Foto: Gordon Köhler, «Tenerife Red» / Blende / Photoglobus
HDR bietet den grossen Vorteil, dass damit der Tatsache entgegengewirkt werden kann, dass die meisten Kameras nur ein beschränktes Spektrum an Helligkeit aufzeichnen können – da geht es den Kameras nicht anders als unseren Augen, wenn sie kontrastreichen Situationen ausgesetzt sind. Manches ist zu dunkel, anderes zu hell und man hat Probleme damit, es differenziert zu erkennen. Unser Gehirn kann zwar aus der Erfahrung heraus vieles ausgleichen, aber nicht immer alles.
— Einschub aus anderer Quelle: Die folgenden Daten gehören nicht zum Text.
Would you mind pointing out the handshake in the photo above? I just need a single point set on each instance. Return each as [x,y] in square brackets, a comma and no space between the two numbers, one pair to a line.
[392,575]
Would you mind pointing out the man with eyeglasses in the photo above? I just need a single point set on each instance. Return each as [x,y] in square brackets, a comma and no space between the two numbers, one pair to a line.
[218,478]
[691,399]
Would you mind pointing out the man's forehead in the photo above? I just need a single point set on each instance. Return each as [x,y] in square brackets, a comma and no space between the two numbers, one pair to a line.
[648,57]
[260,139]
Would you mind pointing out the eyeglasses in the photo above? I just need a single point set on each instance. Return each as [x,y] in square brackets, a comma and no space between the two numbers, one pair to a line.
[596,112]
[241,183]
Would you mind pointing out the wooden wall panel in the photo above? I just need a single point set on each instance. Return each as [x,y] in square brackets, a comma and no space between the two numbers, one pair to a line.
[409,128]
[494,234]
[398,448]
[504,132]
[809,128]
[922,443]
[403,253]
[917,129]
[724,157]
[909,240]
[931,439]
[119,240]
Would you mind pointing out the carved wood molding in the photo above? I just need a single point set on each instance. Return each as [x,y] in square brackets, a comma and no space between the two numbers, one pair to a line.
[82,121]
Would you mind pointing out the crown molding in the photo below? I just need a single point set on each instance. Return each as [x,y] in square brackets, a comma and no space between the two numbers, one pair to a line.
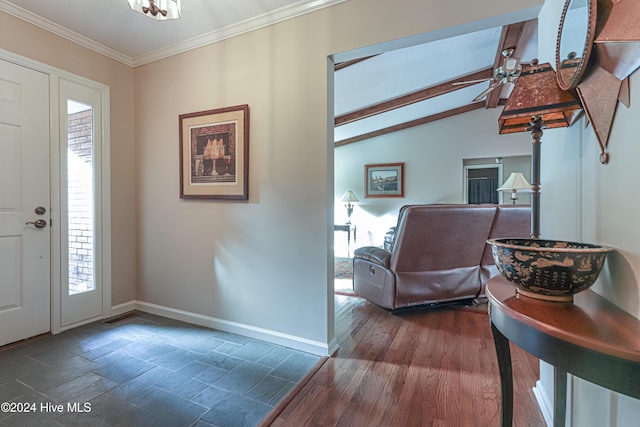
[64,32]
[261,21]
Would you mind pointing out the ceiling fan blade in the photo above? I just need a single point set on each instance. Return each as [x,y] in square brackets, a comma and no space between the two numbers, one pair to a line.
[486,91]
[466,82]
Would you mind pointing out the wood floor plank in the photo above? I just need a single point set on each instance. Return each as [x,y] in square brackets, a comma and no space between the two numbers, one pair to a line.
[429,368]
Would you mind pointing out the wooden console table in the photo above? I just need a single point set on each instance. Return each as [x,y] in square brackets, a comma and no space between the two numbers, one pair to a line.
[590,338]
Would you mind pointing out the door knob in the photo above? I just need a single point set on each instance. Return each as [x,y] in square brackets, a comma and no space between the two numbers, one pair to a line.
[40,223]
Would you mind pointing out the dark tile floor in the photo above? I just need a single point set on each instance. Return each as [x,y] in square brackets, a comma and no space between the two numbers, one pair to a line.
[145,370]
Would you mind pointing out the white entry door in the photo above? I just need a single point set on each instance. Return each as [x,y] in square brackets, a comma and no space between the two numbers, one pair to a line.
[25,290]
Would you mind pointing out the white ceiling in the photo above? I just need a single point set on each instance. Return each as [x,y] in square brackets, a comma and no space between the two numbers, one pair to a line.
[110,27]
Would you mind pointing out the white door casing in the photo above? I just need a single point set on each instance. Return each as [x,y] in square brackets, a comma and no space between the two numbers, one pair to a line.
[25,260]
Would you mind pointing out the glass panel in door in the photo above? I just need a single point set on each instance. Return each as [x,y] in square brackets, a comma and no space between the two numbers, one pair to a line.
[80,198]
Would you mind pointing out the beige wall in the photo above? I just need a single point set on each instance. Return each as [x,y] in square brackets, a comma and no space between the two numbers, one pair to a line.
[34,43]
[263,262]
[586,201]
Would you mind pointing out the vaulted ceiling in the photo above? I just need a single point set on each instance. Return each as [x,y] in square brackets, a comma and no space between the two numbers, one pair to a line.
[426,82]
[373,95]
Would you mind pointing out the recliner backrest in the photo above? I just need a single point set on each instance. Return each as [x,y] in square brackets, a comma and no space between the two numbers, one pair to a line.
[462,229]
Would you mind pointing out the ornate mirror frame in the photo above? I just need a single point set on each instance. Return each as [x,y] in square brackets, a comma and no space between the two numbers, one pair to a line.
[570,67]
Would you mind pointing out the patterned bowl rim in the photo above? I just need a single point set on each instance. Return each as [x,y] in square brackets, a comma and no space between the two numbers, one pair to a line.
[585,247]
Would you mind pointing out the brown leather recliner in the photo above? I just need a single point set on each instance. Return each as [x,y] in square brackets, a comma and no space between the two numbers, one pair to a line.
[438,255]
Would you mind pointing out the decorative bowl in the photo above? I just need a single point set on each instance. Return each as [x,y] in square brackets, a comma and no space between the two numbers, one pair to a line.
[550,270]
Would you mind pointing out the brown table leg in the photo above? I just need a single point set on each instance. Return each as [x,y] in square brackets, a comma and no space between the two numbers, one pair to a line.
[506,376]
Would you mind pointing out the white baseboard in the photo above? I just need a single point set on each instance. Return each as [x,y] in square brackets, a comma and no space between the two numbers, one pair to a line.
[120,309]
[546,407]
[290,341]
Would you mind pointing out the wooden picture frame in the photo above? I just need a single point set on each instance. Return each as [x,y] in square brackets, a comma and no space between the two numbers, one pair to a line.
[214,154]
[384,180]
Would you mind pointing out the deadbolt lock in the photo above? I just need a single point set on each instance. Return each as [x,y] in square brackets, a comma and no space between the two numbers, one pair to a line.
[39,223]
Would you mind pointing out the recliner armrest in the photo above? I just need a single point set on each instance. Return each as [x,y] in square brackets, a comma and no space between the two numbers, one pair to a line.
[373,254]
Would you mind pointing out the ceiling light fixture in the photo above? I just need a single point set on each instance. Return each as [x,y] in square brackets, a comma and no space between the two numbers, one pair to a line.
[157,9]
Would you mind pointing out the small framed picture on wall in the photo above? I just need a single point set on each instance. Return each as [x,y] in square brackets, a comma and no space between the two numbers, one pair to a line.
[384,180]
[214,154]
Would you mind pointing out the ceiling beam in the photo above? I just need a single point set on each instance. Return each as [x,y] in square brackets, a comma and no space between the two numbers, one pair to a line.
[410,124]
[509,38]
[414,97]
[345,64]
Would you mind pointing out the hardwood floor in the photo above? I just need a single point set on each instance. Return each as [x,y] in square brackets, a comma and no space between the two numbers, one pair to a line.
[430,368]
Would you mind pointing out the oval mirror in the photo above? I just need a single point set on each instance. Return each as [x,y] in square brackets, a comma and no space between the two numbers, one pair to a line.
[575,37]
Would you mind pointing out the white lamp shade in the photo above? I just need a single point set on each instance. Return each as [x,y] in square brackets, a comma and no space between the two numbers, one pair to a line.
[515,182]
[160,10]
[349,197]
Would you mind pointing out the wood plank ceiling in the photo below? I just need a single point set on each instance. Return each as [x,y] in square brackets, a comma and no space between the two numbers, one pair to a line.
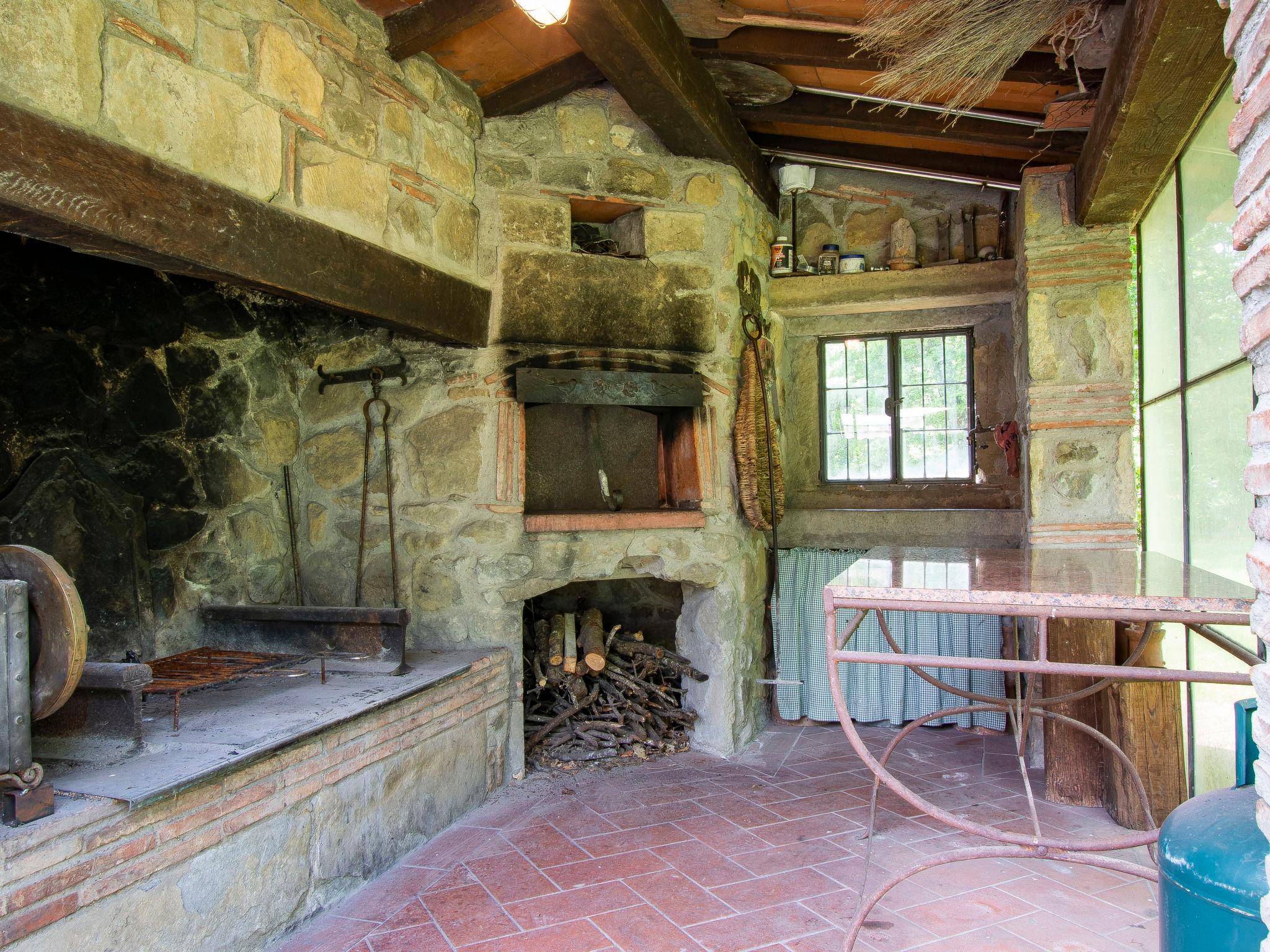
[515,66]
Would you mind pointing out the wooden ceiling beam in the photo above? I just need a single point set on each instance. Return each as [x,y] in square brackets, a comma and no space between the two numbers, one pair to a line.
[641,50]
[544,87]
[786,47]
[75,190]
[921,159]
[810,110]
[426,24]
[1168,68]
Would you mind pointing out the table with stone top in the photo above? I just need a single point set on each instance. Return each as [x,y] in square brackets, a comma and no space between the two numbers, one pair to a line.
[1041,584]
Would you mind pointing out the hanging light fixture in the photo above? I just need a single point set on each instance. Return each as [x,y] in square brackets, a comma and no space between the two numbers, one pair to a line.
[545,13]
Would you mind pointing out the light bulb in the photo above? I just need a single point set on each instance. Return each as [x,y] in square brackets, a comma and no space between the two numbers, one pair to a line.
[545,13]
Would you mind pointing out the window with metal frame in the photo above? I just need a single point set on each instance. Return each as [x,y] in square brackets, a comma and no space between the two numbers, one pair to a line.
[897,408]
[1196,391]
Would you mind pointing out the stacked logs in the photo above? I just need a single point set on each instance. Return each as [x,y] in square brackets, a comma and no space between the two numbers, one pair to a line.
[596,695]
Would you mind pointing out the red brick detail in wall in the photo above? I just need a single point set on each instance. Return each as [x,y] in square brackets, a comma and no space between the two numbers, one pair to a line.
[63,867]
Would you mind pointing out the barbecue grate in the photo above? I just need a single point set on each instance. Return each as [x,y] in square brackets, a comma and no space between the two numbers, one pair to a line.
[206,668]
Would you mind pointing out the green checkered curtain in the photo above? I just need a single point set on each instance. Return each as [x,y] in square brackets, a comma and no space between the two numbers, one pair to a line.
[874,692]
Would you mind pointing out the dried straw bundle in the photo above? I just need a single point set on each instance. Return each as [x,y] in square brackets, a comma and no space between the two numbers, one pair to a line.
[750,439]
[957,51]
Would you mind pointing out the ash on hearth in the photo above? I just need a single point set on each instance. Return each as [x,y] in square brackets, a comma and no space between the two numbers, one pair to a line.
[595,695]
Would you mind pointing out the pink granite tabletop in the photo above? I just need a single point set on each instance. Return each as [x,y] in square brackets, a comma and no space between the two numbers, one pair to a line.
[1038,579]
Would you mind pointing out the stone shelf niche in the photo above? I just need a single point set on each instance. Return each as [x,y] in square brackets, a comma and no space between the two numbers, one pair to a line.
[610,450]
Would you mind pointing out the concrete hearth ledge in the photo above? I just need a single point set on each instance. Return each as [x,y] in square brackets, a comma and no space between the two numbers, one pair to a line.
[223,729]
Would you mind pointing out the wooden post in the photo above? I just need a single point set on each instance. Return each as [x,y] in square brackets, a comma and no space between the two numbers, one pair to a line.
[1145,720]
[1073,760]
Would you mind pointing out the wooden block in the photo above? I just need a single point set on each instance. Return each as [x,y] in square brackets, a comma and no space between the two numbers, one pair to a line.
[1145,719]
[1073,760]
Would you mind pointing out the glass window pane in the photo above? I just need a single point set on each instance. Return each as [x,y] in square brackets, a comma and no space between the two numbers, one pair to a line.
[1158,250]
[1219,452]
[936,407]
[1162,477]
[1208,169]
[878,371]
[835,364]
[858,374]
[933,361]
[858,410]
[954,359]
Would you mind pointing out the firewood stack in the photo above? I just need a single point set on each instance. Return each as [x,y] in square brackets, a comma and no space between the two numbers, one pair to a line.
[596,695]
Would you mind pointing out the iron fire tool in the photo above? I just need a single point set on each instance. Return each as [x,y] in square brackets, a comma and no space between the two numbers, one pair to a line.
[375,376]
[753,329]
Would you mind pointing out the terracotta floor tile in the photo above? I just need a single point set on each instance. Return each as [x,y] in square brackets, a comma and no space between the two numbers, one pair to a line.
[722,834]
[752,930]
[703,865]
[413,914]
[1137,897]
[648,816]
[644,930]
[329,933]
[571,937]
[774,834]
[454,845]
[572,904]
[380,899]
[417,938]
[511,878]
[780,834]
[626,840]
[1143,937]
[739,810]
[545,845]
[678,897]
[966,876]
[1075,907]
[794,856]
[890,932]
[991,938]
[778,889]
[615,867]
[828,941]
[469,914]
[968,910]
[1049,931]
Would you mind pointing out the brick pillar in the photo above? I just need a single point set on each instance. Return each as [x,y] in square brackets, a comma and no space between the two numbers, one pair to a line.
[1077,319]
[1248,41]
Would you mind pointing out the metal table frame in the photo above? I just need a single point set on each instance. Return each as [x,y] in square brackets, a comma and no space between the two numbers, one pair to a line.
[1020,710]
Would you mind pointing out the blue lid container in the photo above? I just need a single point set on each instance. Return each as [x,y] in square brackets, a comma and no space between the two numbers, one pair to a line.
[1213,875]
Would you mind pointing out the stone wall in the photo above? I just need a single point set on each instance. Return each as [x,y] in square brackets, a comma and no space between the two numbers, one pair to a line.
[855,209]
[291,103]
[1078,318]
[234,862]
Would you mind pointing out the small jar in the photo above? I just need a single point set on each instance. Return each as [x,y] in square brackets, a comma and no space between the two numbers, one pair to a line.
[851,265]
[783,257]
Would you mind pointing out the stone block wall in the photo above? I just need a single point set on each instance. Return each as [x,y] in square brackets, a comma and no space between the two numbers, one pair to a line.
[233,862]
[1077,316]
[291,103]
[855,209]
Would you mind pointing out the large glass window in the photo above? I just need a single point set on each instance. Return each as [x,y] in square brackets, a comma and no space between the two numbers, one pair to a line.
[926,377]
[1197,392]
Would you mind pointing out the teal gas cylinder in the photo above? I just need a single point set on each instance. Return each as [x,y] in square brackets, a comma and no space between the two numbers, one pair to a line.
[1213,875]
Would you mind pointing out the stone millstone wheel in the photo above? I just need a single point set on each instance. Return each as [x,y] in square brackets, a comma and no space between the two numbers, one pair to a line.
[58,627]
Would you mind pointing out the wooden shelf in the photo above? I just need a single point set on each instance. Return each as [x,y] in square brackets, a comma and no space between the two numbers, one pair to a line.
[629,519]
[871,293]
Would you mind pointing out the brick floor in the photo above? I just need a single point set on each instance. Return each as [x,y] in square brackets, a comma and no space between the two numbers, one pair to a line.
[761,852]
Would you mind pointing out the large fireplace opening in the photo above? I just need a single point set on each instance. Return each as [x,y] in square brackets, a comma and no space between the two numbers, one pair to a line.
[603,681]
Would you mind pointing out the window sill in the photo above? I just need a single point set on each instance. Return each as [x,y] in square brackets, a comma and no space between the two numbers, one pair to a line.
[628,519]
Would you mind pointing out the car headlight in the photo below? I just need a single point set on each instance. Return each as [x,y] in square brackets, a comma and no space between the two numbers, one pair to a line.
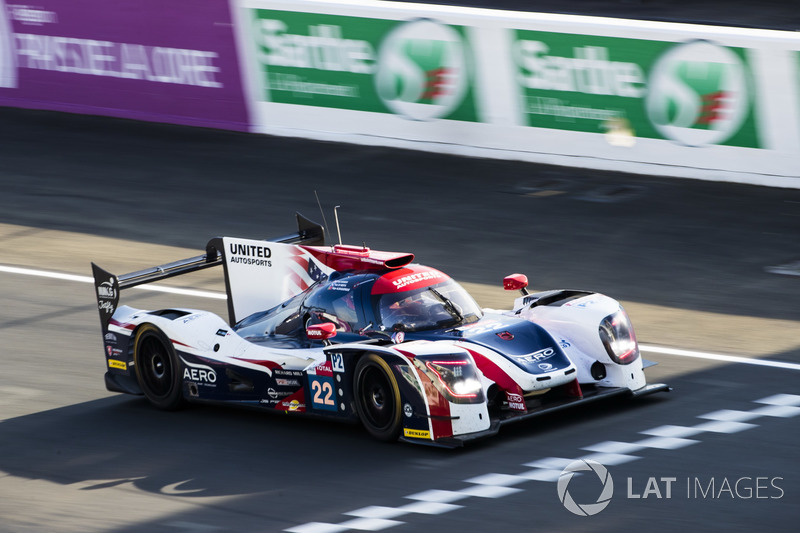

Kameras sind, trotz bestechender Technik, Grenzen gesetzt und denen kann mit HDR – also mehrfachem Belichten – entgegengewirkt werden.
Foto: Sebastian Singer, «Powerfrau in einer Männerdomäne» / Blende / Photoglobus
HDR-Aufnahmen setzen sich aus mindestens drei Einzelaufnahmen zusammen, ein Stativ ist Pflicht. Von ein und demselben Motiv macht man eine Aufnahme vom dunklen Bereich, der heller abgelichtet wird, also oberhalb der 0, um noch Zeichnung zu erhalten. Das zweite Bild widmet sich dem hellen Bereich, in dem die maximale Helligkeit 254 erreicht. Für den Bereich zwischen dunkel und hell fotografiert man ein oder mehrere Bilder. Wie viele Aufnahmen man macht, ist abhängig von der Grösse des zu erfassenden Helligkeitsbereich. Immer mehr Kameras bieten zu HDR automatische Funktionen an. Ist diese aktiviert, so müssen vom Fotografen die Belichtungsunterschiede – Angabe in LW oder Blendenstufen – und Anzahl der Aufnahmen – je nach Kamera bis zu neun Bildern – festgelegt werden. Hat man als Fotograf das Ziel, das komplette Spektrum des Motivs differenziert abzulichten, so sollten die Tonwerte oberhalb von 0 und unterhalb von 255 liegen.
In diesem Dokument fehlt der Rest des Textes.